UPDATE 3-US natgas futures end down 4 pct, forecasts turn milder

Fri Nov 2, 2012 4:10pm EDT

Related Topics

* Gas inventories, production still at or near record highs
    * Cold forecast for the next week should lift demand
    * Millions on East Coast still without power after Sandy

 (Adds analyst quote, rig data, production data, technicals,
updates prices)
    By Joe Silha
    NEW YORK, Nov 2 (Reuters) - U.S. natural gas futures ended
lower on Friday as widespread power outages from Hurricane Sandy
slowed demand and weather forecasts for late next week turned
milder despite the outlook for some near-term cold that should
stir more heating load.
    After some chilly weather for the next few days, private
forecaster MDA EarthSat on Friday noted its six- to 10-day and
11- to 15-day forecasts turned milder, with warmer air expected
to move into the Midwest first and then into the Northeast.
    Many fundamental traders expect any move up in prices to be
difficult without sustained cold to boost demand, with storage 
at record highs and production at or near a record peak.
    "It looks like the weather is going to warm up a little late
next week.
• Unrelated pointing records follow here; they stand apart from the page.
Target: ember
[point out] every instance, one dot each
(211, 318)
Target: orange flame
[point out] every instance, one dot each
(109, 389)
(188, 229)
We already have record high storage, and we don't
have enough (cold) weather yet to see (inventory) withdrawals,"
said Steve Mosley at SMC Advisory Services in Arkansas.
    Front-month gas futures on the New York Mercantile
Exchange ended down 14.5 cents, or near 4 percent, at $3.554 per
million British thermal units after trading between $3.535 and
$3.693.
    The nearby contract, which hit a one-year high of $3.82 on
Tuesday, ended the week up 4.5 percent, primarily because
December rolled into the front position on Tuesday with a
33-cent premium to the expired November contract.
    Technical traders said Friday's close below support at
$3.60, an area of previous resistance, could turn the chart
picture bearish, particularly if prices settle lower again on
Monday.
    Sandy knocked out power this week to nearly 8.5 million
customers and cut demand for gas used to generate electricity by
up to 1 billion cubic feet per day. But power outages on Friday
had dropped to about 3.5 million. 
    Traders said strong nuclear plant outages this week, several
due to Sandy, should have offset at least some of the lost load
from downed power lines, making next week's storage estimate
more difficult to peg. Plants burning gas typically come into
service, if needed, to replace missing nuclear generation.
    Traders and analysts caution that if gas prices move much
higher, for example above $4, they could increase supply by
encouraging producers to hook up more wells and dampen demand by
making gas less competitive with coal for power generation.    
        
    GAS DRILLING CLIMBS, PRODUCTION STAYS STRONG 
    Baker Hughes data on Friday showed that the gas-directed rig
count rose this week by eight to 424 after posting a 13-year low
the previous week. 
    While the gas rig count has gained only 10 times this year,
four of those gains have occurred in the last seven weeks,
stirring concerns that the recent uptick in gas prices might be
encouraging producers to hook up more wells.
    Still, drilling for natural gas has been in decline for most
of the last year, with gas rigs falling some 55 percent since
peaking at 936 in October 2011. The problem is that production,
so far, has not shown any significant signs of slowing.
    (Rig graphic: r.reuters.com/dyb62s )
    Gross natural gas production in August in the lower 48 U.S.
states slipped slightly from July, but at 72.55 billion cubic
feet per day, output is not far below the record high of 72.74
bcf per day hit in January, according to Energy Information
Administration data on Friday. 
    The associated gas produced from more-profitable shale oil
and shale gas liquids wells has kept gas flowing this year at or
near a record pace.

    INVENTORIES HIT ALL-TIME PEAK
    Data from the EIA on Thursday showed domestic gas
inventories rose last week by 65 billion cubic feet to 3.908
trillion cubic feet, easily eclipsing the previous record high
of 3.852 tcf hit last November. 
    The weekly build, which fell 2 bcf shy of the Reuters poll
estimate, trimmed the surplus relative to last year by 17 bcf to
136 bcf, or 4 percent above the same week in 2011. However, it
added 8 bcf to the excess versus the five-year average,
increasing that surplus to 259 bcf, or 7 percent.     
   (Storage graphic: link.reuters.com/mup44s )           
    Based on current weather forecasts, traders expect one or
two more weekly inventory builds to drive storage further into
record territory, peaking just shy of 3.95 tcf before winter
withdrawals begin. 
    Early injection estimates for next week's EIA storage report
range from 15 bcf to 65 bcf. Last year during that week, stocks
rose 48 bcf, while the five-year average is 36 bcf. 
    While a huge inventory overhang, which peaked in late March
at nearly 900 bcf, has been cut by 85 percent, storage is 92
percent full and should provide a comfortable cushion to meet
any spikes in demand or unexpected disruptions in supply.